To restore prior practice and to promote economy and convenience, section 614 (c) (1) should be amended to read as follows:
Proposed redraft of 1954 code, section 614 (c) (1): "If a taxpayer owns 1 or more separate nonoperating mineral interests in a single tract or parcel of land, or in 2 or more tracts of land which are in the same general geographic area, he may elect to treat (for all purposes of this subtitle) such interest or interests (whether or not producing revenue) in each separate kind of mineral as 1 property or as 2 or more properties. If such election is made for any taxable year, the taxpayer shall treat such interests affected by such election in the same manner for all subsequent taxable years unless the Secretary or his delegate consents to a different treatment. This paragraph shall be effective with respect to taxable years ending after December 31, 1953."

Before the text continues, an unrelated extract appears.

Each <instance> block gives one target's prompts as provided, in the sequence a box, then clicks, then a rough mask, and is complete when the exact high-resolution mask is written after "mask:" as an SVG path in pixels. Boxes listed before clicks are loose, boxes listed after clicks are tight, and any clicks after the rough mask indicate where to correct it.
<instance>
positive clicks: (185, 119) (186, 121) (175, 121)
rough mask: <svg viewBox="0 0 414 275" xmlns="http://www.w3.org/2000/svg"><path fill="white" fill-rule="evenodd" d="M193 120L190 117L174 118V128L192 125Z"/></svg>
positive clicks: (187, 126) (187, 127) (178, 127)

Proposed redraft of 1954 code, section 614 (c) (1), showing in detail all deletions and additions proposed (deletions in brackets, additions in italic):
If a taxpayer owns [two) one or more separate non-operating mineral interests in a single tract or parcel of land or in two or more [contiguous] tracts or parcels of land which are in the same general geographic area, [the Secretary or his delegate may, on showing of undue hardship, permit the taxpayer] he may elect to treat (for all purposes of this subtitle) [all] such [mineral] interest or interests (whether or not producing revenue) in each separate kind of mineral as one property or as two or more properties. If such [permission is granted] election is [granted] made for any taxable year, the taxpayer shall treat [all] such [mineral] interests affected by such election (as one property] in the same manner for all subsequent years, unless the Secretary or his delegate shall consent to a different treatment. This paragraph shall be effective with respect to tarable years ending after December 31, 1953.
Mr. CAMPBELL. I might say that the owners of coal lands are really an important part of the mining industry of this country. Therefore, their association is interested in any legislation which promotes the welfare of the mining industry as a whole. For that reason, the association heartily endorses the proposals which have been made here today before you by representatives of the National Coal Association and American Mining Congress. I shall not undertake to repeat or argue any of the points which they have made, except to say that we hope that they will have your favorable consideration.
One point in the paper in which this organization is particularly interested appears on page 3 of the statement. It has to do with the text of section 614 (c) of the 1954 Revenue Act, which defines the conditions under which nonoperating mineral interests can be aggregated.